Gallery Furniture to resume online sales
Says it has more secure system now
Clint Engel -- Furniture Today, July 26, 2010
HOUSTON — Nine years after pulling the plug on its e-commerce business, Gallery Furniture is getting ready to dive back into online sales.Jim McIngvale, owner of the Top 100 company, said the new website will launch early next month with wide-ranging e-commerce capabilities - though limited to a certain geographical range around Houston. It also will have social networking and live chat features.
"We're excited about it," McIngvale said, adding that the company is updating its Escalate Retail software to accommodate online sales. Initially e-commerce will be offered in a 200-mile radius around Houston. "But once we get it going and work out the bugs, we'll try to expand," he said.
McIngvale said the two-store midpriced to high-end Gallery is looking to do about $2 million in sales through the galleryfurniture.com site in the first year and will be advertising it heavily.
The Top 100 company was one of the industry's earliest adopters of e-commerce, launching a site in 1999 with an investment of more than $1 million. But after a hacking incident that McIngvale said "created havoc with our banking system," the store shut it down.
What's different now, he said, is that he has "better people designing" the website, adding that it will be "more robust" than what Gallery offered 10 years ago.
He also said that the most successful consumer brands have an e-commerce presence, and he thinks Gallery should too.
"If we're going to be true merchants we have to have a virtual presence as well as a bricks-and-mortar presence," he said.
Robert Williams, Gallery's director of fun, marketing, e-commerce and social media, said the Escalate Retail software update includes the addition of Weblink, which can push sales tickets from online shopping carts into the physical store's software system for fulfillment.
"Our full line of product will be listed on our site for sale, as well as an Internet-only section with great savings on products we do not carry on our showroom floor," Williams said. He added that Gallery was granted the right to sell Tempur-Pedic products online in its market, a first for the Houston area.
The site is expected to launch Aug. 7, when McIngvale and his team return from shopping the Las Vegas Market.
Consumers will be able to shop from images and information on the website and also will be able to control showroom video cameras that can zoom in on products.
All the goods in the store will be tagged with multicolored Microsoft Meta tags that act along the lines of barcodes. The tags can be scanned by various smart phones, linking consumers back to the website for detailed information on the merchandise.
"We recently placed (one of tags) in a newspaper ad that was designed to take the user to a video commercial on the product," Williams said. "They work great."
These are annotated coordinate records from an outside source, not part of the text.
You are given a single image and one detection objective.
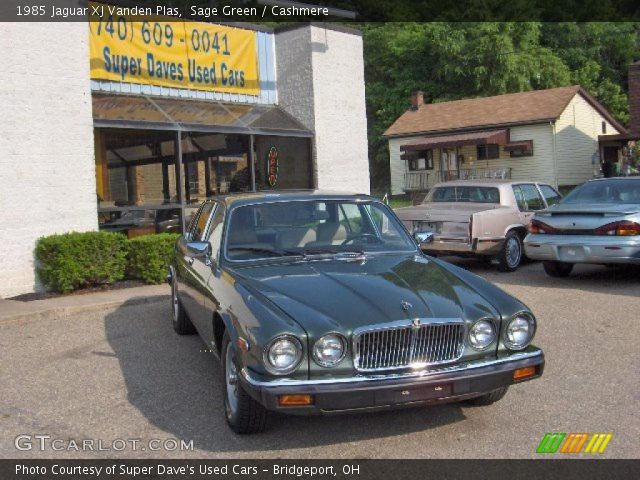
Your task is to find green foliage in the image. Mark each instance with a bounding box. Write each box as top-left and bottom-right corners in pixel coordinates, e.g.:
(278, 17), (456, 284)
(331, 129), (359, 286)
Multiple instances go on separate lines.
(35, 232), (127, 292)
(360, 22), (640, 191)
(127, 233), (179, 284)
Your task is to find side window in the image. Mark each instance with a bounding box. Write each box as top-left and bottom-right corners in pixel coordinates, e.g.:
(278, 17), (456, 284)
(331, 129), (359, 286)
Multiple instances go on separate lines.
(209, 208), (224, 260)
(514, 183), (544, 211)
(539, 185), (562, 206)
(338, 203), (363, 234)
(513, 185), (527, 212)
(190, 202), (216, 242)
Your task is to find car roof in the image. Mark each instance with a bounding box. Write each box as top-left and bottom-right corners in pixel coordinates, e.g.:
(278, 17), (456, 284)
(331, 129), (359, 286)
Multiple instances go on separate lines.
(433, 178), (547, 188)
(208, 190), (377, 207)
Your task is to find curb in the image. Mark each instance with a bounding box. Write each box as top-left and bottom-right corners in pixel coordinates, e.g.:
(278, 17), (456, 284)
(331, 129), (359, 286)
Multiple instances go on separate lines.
(0, 295), (169, 325)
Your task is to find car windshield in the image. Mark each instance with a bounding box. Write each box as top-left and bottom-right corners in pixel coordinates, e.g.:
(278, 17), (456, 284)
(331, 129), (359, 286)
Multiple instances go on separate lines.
(226, 200), (416, 261)
(425, 185), (500, 203)
(560, 178), (640, 204)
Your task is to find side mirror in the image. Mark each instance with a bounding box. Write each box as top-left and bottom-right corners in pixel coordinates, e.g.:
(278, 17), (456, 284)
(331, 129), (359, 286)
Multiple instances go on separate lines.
(187, 242), (213, 267)
(413, 232), (433, 245)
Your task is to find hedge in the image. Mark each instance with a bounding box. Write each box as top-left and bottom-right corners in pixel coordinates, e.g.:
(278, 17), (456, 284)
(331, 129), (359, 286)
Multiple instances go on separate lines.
(35, 232), (128, 292)
(127, 233), (180, 284)
(35, 232), (179, 293)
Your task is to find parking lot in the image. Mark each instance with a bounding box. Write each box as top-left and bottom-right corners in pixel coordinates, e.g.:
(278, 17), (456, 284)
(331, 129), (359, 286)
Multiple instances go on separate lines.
(0, 260), (640, 459)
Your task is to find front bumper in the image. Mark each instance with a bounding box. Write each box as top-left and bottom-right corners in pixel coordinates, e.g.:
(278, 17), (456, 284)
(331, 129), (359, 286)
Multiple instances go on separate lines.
(240, 347), (544, 415)
(524, 234), (640, 264)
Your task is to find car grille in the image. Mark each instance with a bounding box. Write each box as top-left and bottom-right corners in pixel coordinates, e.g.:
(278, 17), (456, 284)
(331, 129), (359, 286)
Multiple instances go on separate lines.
(353, 321), (465, 372)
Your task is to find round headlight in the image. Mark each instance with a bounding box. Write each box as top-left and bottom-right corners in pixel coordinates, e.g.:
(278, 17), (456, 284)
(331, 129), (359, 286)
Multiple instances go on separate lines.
(264, 336), (302, 375)
(469, 320), (496, 350)
(313, 333), (347, 367)
(503, 313), (536, 350)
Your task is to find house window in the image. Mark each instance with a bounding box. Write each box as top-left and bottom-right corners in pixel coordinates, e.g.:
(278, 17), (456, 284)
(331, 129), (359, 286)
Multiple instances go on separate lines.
(409, 150), (433, 172)
(477, 143), (500, 160)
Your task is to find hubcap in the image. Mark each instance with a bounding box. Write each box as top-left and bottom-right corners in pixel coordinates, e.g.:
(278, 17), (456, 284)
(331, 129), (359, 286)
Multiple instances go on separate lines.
(507, 237), (521, 267)
(171, 280), (180, 322)
(224, 346), (238, 417)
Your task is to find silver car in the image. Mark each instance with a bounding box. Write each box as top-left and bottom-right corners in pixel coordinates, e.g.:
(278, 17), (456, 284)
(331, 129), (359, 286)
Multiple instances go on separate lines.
(524, 177), (640, 277)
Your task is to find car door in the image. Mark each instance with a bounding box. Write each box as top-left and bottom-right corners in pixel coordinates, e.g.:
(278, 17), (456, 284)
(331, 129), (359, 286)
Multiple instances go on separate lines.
(513, 183), (546, 225)
(201, 204), (233, 345)
(179, 202), (215, 330)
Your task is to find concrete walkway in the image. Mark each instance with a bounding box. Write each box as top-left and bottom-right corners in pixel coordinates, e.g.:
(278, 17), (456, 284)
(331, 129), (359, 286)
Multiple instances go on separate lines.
(0, 284), (171, 323)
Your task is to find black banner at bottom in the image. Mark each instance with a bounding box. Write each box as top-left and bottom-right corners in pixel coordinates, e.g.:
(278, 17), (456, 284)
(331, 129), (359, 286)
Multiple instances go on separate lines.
(0, 459), (640, 480)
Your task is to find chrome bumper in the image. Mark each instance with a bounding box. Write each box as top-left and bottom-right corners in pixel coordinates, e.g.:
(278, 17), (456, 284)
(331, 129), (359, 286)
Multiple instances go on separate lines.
(524, 234), (640, 264)
(240, 347), (544, 415)
(420, 236), (504, 255)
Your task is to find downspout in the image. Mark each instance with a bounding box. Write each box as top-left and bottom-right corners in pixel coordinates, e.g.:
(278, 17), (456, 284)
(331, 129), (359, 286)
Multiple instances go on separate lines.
(549, 121), (559, 188)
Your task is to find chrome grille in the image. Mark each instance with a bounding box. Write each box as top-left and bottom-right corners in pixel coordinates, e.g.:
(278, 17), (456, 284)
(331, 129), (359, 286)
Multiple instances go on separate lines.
(353, 320), (465, 372)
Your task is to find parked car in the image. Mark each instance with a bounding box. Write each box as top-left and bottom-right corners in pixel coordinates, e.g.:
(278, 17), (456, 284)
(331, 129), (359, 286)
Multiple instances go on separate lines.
(168, 192), (544, 433)
(395, 180), (561, 272)
(525, 177), (640, 277)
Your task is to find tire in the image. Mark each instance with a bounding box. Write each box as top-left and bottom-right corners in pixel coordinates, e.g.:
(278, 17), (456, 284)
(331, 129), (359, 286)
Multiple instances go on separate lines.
(171, 273), (196, 335)
(221, 332), (268, 434)
(542, 262), (573, 278)
(465, 387), (509, 407)
(498, 230), (523, 272)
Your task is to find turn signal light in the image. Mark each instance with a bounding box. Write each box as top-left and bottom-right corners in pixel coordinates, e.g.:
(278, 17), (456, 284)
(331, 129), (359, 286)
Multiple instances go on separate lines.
(513, 367), (536, 382)
(278, 395), (313, 407)
(529, 220), (558, 234)
(595, 220), (640, 236)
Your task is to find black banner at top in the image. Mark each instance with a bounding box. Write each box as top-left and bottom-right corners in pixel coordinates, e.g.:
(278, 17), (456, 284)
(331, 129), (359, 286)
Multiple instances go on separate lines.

Gallery plans to use the tags in other newspaper ads as well as in mailers and e-mails, routing consumers to the website, where they can get complete information and buy. The retailer also is developing wish lists and bridal registry capabilities for the website and is evaluating mobile media reward programs that award points to users for activity on the site.
In store, Gallery is equipping its sales staff with iPhones and already has rolled out iPads, which salespeople use for room planning and credit applications and also to get quick and complete product information, Williams said.